Thank you for the detailed and thorough explanation.
I plan to do some measurements in next 2-3 days and support your calculation with the measurement data. I am interested in looking at what is the data size after the preprocessing and how much spills over to disk.
I wanted to know that if we are pre-shuffling the data, then can we simply pick up the batches sequentially at train time i.e. if we have a good pre-shuffle then we can choose images with index numbers of 0-255, 256-511 ... as our batches. That way we will read the RDD partition sequentially, and even if it spills to disk, we will have page in and page out once for say 30GB of data. This basically will ensure our working set is in memory. Such an predictable workload, might even allow an intelligent RDD swap algorithm to do this swapping proactively in background, further reducing the penalty.

[robertnishihara]

You're absolutely right that in principle, spilling to disk shouldn't be a problem at all. After all, Caffe reads data from disk. Deep learning is computationally expensive enough that there is enough time to prefetch the next minibatch while you're computing on your current minibatch. And since deep learning cycles predictably through the data, you know exactly what data you need next.
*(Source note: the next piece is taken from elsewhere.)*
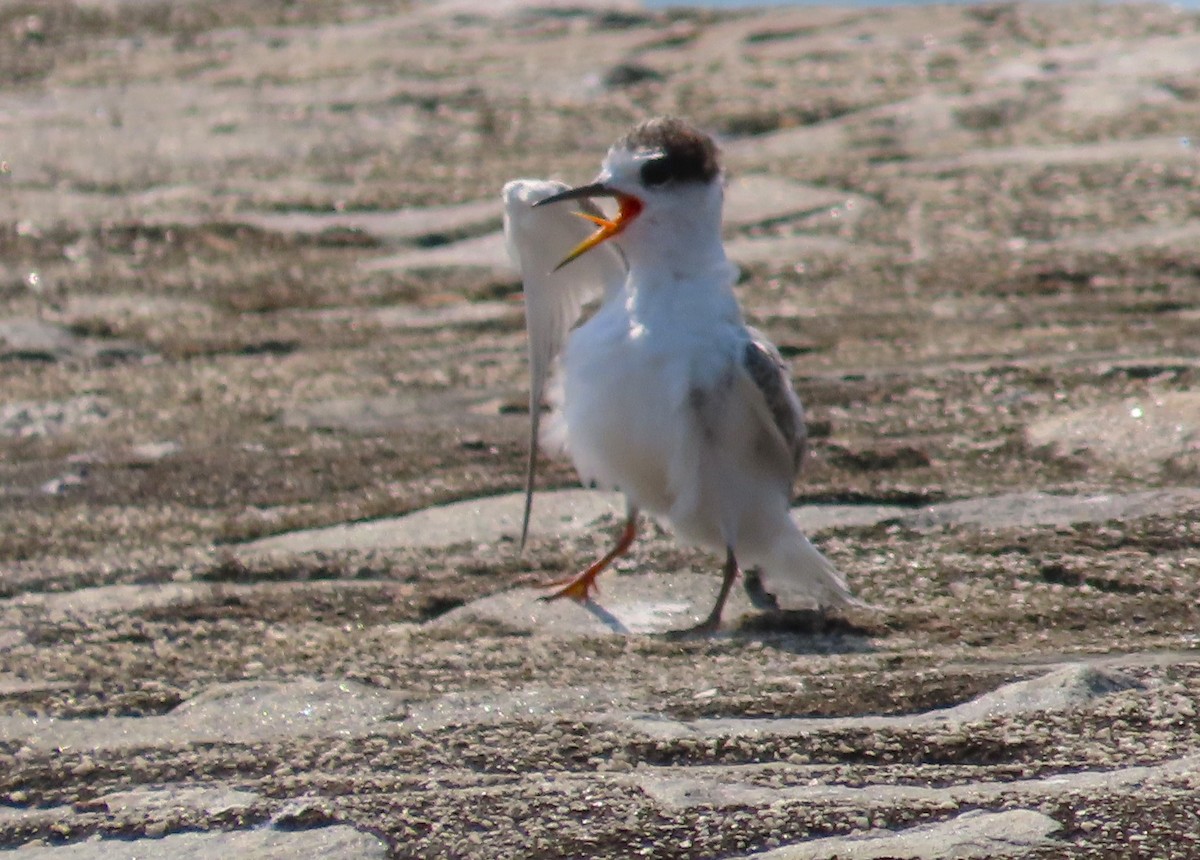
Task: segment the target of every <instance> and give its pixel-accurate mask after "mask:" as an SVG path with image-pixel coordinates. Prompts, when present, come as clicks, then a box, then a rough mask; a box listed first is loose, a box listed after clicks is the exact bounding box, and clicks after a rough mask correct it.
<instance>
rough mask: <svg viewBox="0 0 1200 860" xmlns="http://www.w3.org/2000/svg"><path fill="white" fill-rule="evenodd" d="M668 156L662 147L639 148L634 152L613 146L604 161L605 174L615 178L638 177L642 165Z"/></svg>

The same is true with decompression. We should be preemptively decompress the next minibatch while we are computing on the first minibatch. I tried something similar a while ago using scala's Future feature, and it helped a bit, but Spark was still too slow when reading RDDs from disk.

[rahulbhalerao001]

Thank you for again for your continued help and support.
With this clarifications I will independently try out some ideas, and if I get good results, will propose a code change.
For purpose of documentation, I will want to expand on two points that you mentioned.
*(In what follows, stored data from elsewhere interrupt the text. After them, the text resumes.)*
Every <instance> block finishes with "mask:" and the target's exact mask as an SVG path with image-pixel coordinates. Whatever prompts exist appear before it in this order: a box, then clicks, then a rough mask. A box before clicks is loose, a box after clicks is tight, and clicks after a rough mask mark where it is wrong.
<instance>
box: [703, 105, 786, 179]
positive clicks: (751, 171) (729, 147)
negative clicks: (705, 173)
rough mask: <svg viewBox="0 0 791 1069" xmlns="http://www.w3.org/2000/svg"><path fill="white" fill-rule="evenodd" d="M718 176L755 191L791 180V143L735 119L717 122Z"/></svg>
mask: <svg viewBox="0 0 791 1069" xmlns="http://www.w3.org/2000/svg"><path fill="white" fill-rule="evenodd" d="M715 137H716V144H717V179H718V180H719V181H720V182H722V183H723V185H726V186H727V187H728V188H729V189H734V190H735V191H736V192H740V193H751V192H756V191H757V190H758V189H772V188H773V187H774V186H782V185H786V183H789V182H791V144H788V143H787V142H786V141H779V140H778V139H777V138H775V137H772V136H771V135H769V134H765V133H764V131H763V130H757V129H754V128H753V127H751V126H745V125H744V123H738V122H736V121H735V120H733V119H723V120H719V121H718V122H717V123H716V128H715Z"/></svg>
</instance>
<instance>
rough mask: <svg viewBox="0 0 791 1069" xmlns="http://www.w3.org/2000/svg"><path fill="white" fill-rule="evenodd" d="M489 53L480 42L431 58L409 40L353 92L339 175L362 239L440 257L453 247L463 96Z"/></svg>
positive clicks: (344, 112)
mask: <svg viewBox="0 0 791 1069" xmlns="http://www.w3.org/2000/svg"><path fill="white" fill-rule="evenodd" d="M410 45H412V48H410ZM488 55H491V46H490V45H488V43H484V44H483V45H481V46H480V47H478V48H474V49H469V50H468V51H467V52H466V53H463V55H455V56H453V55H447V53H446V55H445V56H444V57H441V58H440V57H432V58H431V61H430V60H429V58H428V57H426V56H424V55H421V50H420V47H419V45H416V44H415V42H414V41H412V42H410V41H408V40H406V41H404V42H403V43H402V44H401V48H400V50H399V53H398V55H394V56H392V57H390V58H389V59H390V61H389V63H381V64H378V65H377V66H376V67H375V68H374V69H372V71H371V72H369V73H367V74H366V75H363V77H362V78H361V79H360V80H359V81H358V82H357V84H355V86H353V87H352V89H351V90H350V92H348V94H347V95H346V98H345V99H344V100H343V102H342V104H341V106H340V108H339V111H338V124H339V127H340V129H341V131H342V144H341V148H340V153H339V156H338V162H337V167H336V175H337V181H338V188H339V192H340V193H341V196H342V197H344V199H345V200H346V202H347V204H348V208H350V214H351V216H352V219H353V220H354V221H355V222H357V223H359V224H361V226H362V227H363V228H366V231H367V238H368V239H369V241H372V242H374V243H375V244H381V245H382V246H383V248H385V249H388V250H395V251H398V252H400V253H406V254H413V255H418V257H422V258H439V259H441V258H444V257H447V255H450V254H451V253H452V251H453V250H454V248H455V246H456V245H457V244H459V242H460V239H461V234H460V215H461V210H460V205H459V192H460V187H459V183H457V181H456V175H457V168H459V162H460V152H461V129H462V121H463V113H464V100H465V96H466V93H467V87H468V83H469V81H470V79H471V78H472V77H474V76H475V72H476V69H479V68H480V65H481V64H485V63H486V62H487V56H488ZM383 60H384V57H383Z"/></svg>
1. After all, Caffe reads data from disk
This is true for standalone caffe, but in this integration data is fed from Sparknet in memory. eg.
val tops = caffeNet.Forward(inputs)
and there are no intermediate disk writes in the calls from SparkNet to Caffe.

2. but Spark was still too slow when reading RDDs from disk
This can arise when the compressed data itself does not fit in memory, but if it fits, then we eliminate disk access from critical path.

[robertnishihara]

Thanks for clarifying! Yes, I was referring to standalone Caffe.

[michaelklachko]

Has anyone benchmarked decompressing JPEGs? With multiple fast video cards we might need to prepare several mini-batches at once while a single mini-batch is being forwarded through the network (on each card), can this become a bottleneck? I guess if each GPU has a dedicated CPU core servicing it, and multiple cores work in parallel, it shouldn't be much worse, is that the case?